具体的には、被共済者の勤務年数に応じまして、みなし加入月というものを決めます。これは、例えば勤務期間が5年前だと5年とか、最長10年ですが、そこでみなし加入月を設定しまして、そのみなし加入月から実際にその企業さんが中小企業退職金共済に加入した月の期間に応じまして加算が決まります。ですから、実際には、告示のほうは、1年であれば何%、最長である10年だったら何%と決めていきます。
この例は、平成31年上半期に加入しまして、過去勤務期間5年の場合の例でございます。共済契約者に納めていただく必要があるのは、この平成26年度以降、5年分の掛金でございます。この掛金には、さかのぼる年数に応じまして利回りが掛けられます。この利回りに加えまして、付加退職金が支給される年度については、付加退職金による増加分も納めていただく必要がございます。この付加退職金が支給されるということでございますけれども、付加退職金はみなし加入後43月以降が対象となります。
ですので、このお示ししております例ですと、26年度、27年度は、付加退職金は本来支給されている年度ですが、これらの期間は43月以降ではないものですから、ここは該当せず、30年度は43月以降でありますので、30年度のみ付加退職金の増加分が加えられます。ということで、それに応じまして、付加退職金の増加分を過去勤務の通算期間ごとに定めるのが1の告示でありまして、具体の率としましては0~0.06の範囲となっております。一番長い10年で0.06ということで率を決めさせていただいているのが、この告示でございます。
続きまして、4ページ、5ページ目の2つ目、3つ目の告示は、両方とも退職金を分割してお支払いする場合に関する率について定めたものでございます。
4ページ目は、いわゆる退職金を分割した場合の支給額についてでございます。退職金を分割支給する場合は、一時金として支給する退職金額を分割支給の期間、5年か10年を選ぶのですが、それに応じて、利回り分を合わせて支給することとされております。5年分割ですと、1年に4回、計20回支給しますけれども、毎回の金額は一時金として支給する金額の、本来1000分の50ですが、プラス1ということで、その1000分の1部分は利回り分という形になっております。
分割支給額につきましては、利回り分に加えて、分割支給期間中に見込まれる付加退職金相当分として、厚生労働大臣の定める率を乗じて得た額を毎回支給することとされております。この2番目の告示はその率を定めるものですが、期待収益率と採算利回りがほぼ均衡しており、そもそも将来の付加退職金支給を見込める状況になっていないという現状を踏まえまして、定例として0と定めておりますけれども、今年度も0として定めさせていただきたいと思っております。

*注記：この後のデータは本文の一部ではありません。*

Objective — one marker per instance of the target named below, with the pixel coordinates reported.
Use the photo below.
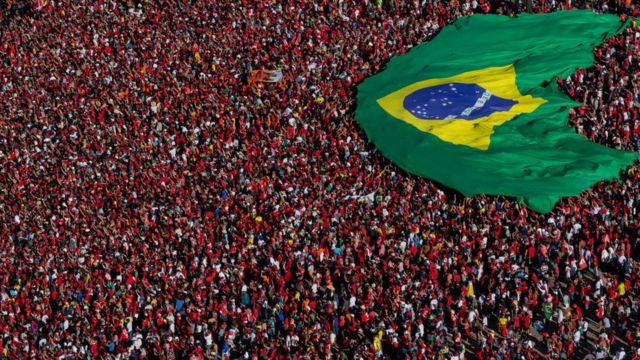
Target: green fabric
(535, 156)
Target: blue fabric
(454, 101)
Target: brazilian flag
(478, 108)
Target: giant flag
(478, 108)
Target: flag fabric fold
(478, 108)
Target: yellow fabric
(500, 81)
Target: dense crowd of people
(155, 205)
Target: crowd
(154, 205)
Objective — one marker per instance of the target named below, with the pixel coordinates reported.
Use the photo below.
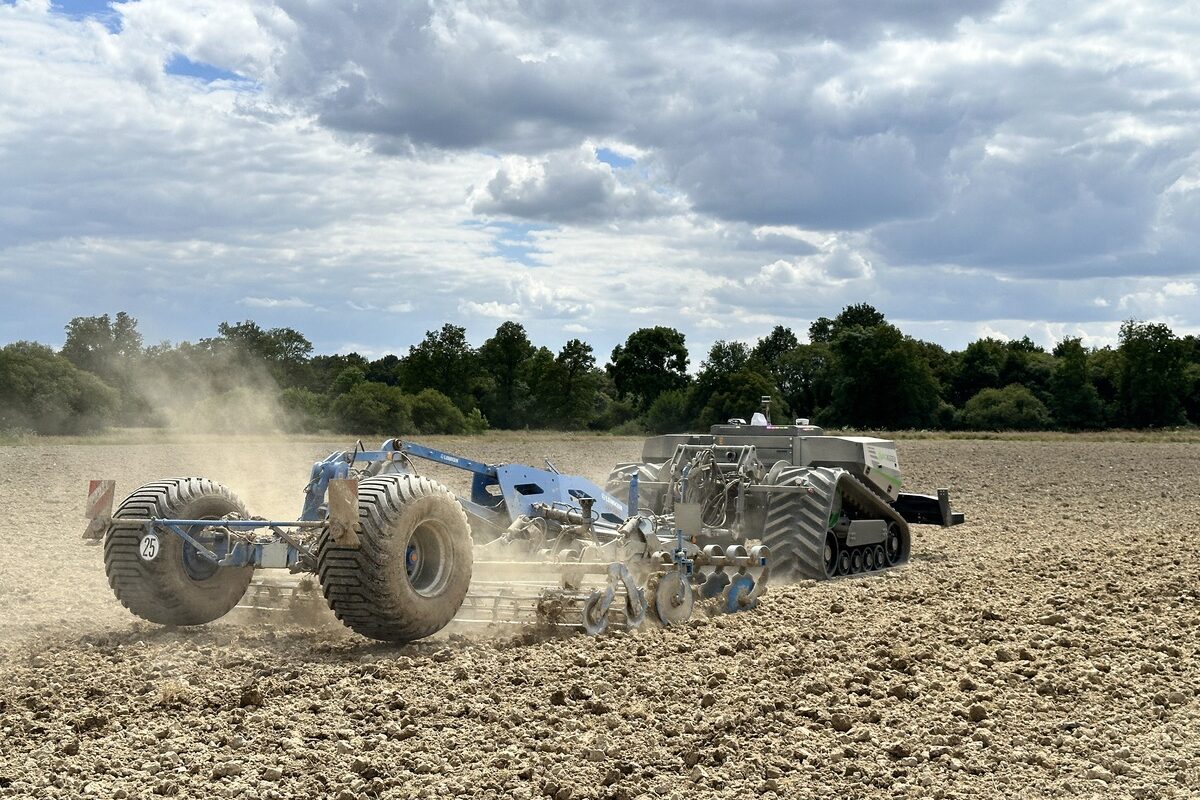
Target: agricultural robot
(702, 518)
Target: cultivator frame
(549, 548)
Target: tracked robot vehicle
(825, 505)
(702, 518)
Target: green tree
(1152, 378)
(347, 380)
(372, 408)
(771, 349)
(881, 379)
(102, 346)
(283, 350)
(805, 380)
(670, 413)
(1073, 398)
(858, 316)
(305, 410)
(1012, 408)
(444, 361)
(502, 359)
(981, 366)
(652, 361)
(43, 391)
(435, 413)
(384, 371)
(324, 370)
(738, 395)
(577, 384)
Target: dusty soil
(1045, 649)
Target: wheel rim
(427, 558)
(198, 567)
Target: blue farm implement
(399, 557)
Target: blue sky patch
(613, 160)
(513, 241)
(181, 65)
(102, 11)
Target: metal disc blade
(673, 600)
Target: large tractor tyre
(411, 571)
(163, 579)
(797, 524)
(647, 498)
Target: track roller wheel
(897, 545)
(832, 553)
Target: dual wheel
(841, 559)
(405, 581)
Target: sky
(365, 173)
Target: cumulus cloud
(573, 187)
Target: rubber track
(123, 564)
(797, 522)
(355, 581)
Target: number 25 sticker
(149, 547)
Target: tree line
(856, 371)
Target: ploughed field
(1048, 648)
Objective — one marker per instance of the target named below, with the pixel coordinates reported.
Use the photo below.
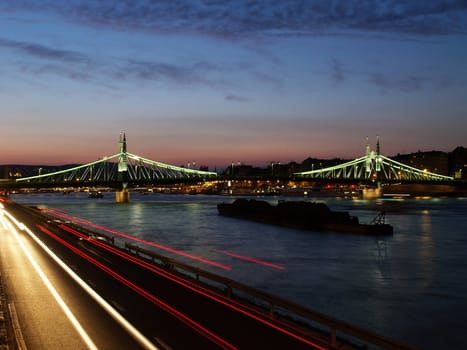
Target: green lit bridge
(374, 167)
(120, 170)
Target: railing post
(333, 336)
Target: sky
(213, 82)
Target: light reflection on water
(411, 286)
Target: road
(142, 306)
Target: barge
(303, 215)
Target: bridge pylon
(122, 196)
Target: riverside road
(110, 299)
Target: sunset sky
(216, 82)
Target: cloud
(231, 19)
(44, 52)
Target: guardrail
(336, 328)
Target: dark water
(411, 286)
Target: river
(411, 286)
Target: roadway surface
(143, 306)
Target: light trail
(158, 302)
(195, 288)
(141, 339)
(253, 260)
(66, 310)
(132, 238)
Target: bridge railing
(335, 328)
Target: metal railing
(336, 329)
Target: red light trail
(153, 244)
(156, 301)
(187, 284)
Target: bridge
(374, 167)
(122, 170)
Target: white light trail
(140, 338)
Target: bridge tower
(122, 196)
(367, 158)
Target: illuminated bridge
(374, 167)
(119, 170)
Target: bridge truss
(374, 167)
(121, 168)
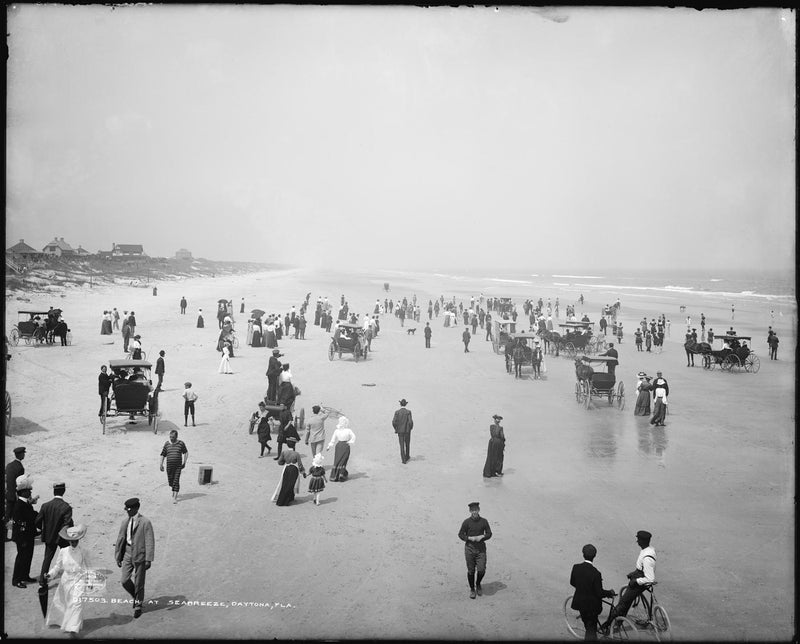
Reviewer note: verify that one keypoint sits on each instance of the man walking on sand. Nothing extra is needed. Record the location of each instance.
(589, 591)
(403, 423)
(134, 552)
(475, 532)
(160, 368)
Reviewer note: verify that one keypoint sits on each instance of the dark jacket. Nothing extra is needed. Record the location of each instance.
(24, 529)
(402, 421)
(588, 583)
(54, 515)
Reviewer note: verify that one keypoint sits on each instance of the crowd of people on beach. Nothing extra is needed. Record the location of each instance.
(276, 418)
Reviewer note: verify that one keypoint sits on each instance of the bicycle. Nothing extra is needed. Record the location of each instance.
(623, 628)
(649, 616)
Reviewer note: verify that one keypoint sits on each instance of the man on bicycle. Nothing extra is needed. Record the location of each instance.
(638, 580)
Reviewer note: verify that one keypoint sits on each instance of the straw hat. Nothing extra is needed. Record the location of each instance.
(73, 534)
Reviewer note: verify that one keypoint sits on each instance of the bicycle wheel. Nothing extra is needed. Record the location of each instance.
(661, 620)
(573, 619)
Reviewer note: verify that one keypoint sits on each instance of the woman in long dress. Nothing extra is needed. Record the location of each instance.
(289, 482)
(343, 437)
(225, 363)
(495, 452)
(66, 609)
(642, 407)
(659, 407)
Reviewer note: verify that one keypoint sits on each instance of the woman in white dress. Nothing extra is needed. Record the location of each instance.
(225, 363)
(66, 609)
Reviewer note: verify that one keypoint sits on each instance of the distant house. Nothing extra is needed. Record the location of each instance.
(22, 251)
(127, 250)
(58, 248)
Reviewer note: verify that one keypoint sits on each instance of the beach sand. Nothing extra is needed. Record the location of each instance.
(380, 556)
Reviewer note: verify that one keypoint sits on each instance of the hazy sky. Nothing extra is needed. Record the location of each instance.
(403, 137)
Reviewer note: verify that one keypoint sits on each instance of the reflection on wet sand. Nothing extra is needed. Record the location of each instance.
(652, 440)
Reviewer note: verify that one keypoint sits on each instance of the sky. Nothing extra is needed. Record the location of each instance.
(404, 137)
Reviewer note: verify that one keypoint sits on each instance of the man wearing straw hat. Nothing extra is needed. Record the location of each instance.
(475, 532)
(134, 552)
(24, 531)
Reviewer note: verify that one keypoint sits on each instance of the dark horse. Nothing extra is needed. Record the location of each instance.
(691, 347)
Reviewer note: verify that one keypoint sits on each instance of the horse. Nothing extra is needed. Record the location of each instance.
(691, 347)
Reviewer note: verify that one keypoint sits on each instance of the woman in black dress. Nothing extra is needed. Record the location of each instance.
(494, 453)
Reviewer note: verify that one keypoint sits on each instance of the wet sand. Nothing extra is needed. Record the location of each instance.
(380, 556)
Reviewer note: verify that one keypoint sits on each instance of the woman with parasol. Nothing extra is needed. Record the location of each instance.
(66, 609)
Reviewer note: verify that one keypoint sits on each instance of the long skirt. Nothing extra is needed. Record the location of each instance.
(494, 458)
(340, 458)
(288, 485)
(642, 407)
(659, 412)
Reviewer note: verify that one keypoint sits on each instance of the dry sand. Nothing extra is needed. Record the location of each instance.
(380, 556)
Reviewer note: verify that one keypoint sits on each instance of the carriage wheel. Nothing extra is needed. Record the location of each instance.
(752, 364)
(8, 415)
(731, 361)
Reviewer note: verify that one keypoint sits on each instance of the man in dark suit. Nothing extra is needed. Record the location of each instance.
(134, 552)
(24, 531)
(160, 368)
(403, 423)
(53, 516)
(274, 369)
(14, 470)
(611, 353)
(589, 592)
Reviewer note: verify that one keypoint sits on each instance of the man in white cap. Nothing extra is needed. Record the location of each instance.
(24, 531)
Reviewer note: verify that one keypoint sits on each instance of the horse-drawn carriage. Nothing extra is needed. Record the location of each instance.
(37, 327)
(600, 384)
(348, 338)
(131, 392)
(732, 354)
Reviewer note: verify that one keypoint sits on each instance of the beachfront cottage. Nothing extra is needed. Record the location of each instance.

なお、この告示を毎年度定めている理由ですけれども、対象となる方が変わるためでございます。告示の対象者は、29年度末以前に退職し、31年度より分割退職金の申請を行った方、31年度中に退職して、32年7月末日までに請求した方。あと、昨年度の告示に含まれていない、30年度に退職して、30年8月から31年3月31日までに請求した方になっております。
続きまして、5ページ目は、3つ目の告示でありますが、退職金を分割して受給している被共済者が亡くなった場合に、残りの退職金額を一括して遺族等に支給するに当たり、残りの額を現在価値へ割り戻す率を定めるものでございます。先ほどの2つ目の告示でありましたとおり、将来の付加退職金に相当する額の率を0とするために、割引率は予定運用利回りである1%ということになっております。対象者は、先ほどの告示と同様になっております。
続きまして、6ページ以降は、告示の数が多いのですが、企業年金制度などいろいろな制度と中退共制度との資産移換の関係で、付加退職金に相当する率をどういうふうにやるかということでございます。実は、この他の退職金制度、年金制度から中退共に移換された資産の取り扱いにつきましては、その資産を中退共の掛金納付月数に通算できるパターンと通算できないパターンがあるのですが、通算できないパターンだとすると、全額を中退共の掛金とは別に運用いたします。
また、6ページにありますとおり、通算できるパターンであっても、残余額がある場合には、残余額はまた別途運用するというルールになっております。今回の4つ目以降の告示、4から9までの告示は、この、別に運用する場合に、予定運用利回り、現在、年1.0%ですが、予定運用利回りに付加退職金に相当する利率を加えた利率で運用しますけれども、その加えた利率を何%にするかというものでございます。
6ページと7ページ、2つパターンがありますけれども、いずれにしても、今回の告示というのは通算できなかった部分についての付加退職金に相当する利率を決めるものでございまして、来年度の付加退職金支給率は0となるために、この告示の利率は0%となります。これは、6ページも7ページも共通のものでございます。また、適格年金ですとか廃止特退共ですとか特定業種退職金共済ですとかDB・DCですとか、いろいろな制度がございますので、告示の本数が増えていますけれども、考え方としましては、今、申し上げた内容となっております。
以上、簡単ではございますけれども、平成31年度付加退職金支給率に関連して定める告示を説明させていただきました。なお、告示の内容につきましては、参考2の3ページ以降に実際のものがございますので、もしお時間があればご覧いただければと思います。
よろしくお願いいたします。
○内藤部会長 ありがとうございました。
それでは、ただいまの付加退職金の支給に関連する告示の件、御説明につきまして、御意見、御質問などおありになりましたら、お願いいたします。御質問あるいは御意見ございましたら、どうぞ御自由にお手を挙げてお願いいたします。よろしゅうございましょうか。御意見ございませんでしょうか。
それでは、本日の議題につきましては、御意見が特にないということでございますと、少し早いのですが、本日の部会はこれで終了させていただきたいと思います。よろしゅうございましょうか。
それでは、本日の議事録の署名委員は、小川委員と久保委員にお願い申し上げたいと思います。
では、何か事務局のほうからございましたら、お願いいたします。
○小林雇用環境・均等局長 最後に一言、御挨拶申し上げます。
本日は、遅れて大変申し訳ございませんでした。また、付加退職金の支給率をお取りまとめいただきまして、ありがとうございます。
実は、2年ごとに委員をお願いしている関係がございまして、今度の4月で2年の今期の任期が到来するということでございます。そのため、本日が恐らく任期最後の部会ということになろうかと思います。
2年間、大変お力添えいただきましたことに御礼申し上げますとともに、今期で御退任される委員の方もいらっしゃいますが、長年にわたり大変御貢献いただきましたことに、この場をお借りして御礼申し上げます。
私どもといたしましては、中退制度の安定的な運営に向けまして、今後ともしっかり取り組んでまいりたいと思いますので、引き続き御指導いただきますよう、よろしくお願いいたします。
ありがとうございました。
○内藤部会長 御退任の委員から何か御挨拶いただく必要はございますか。よろしゅうございますか。
それでは、本日はこれにて散会といたします。
お忙しい中、ありがとうございました。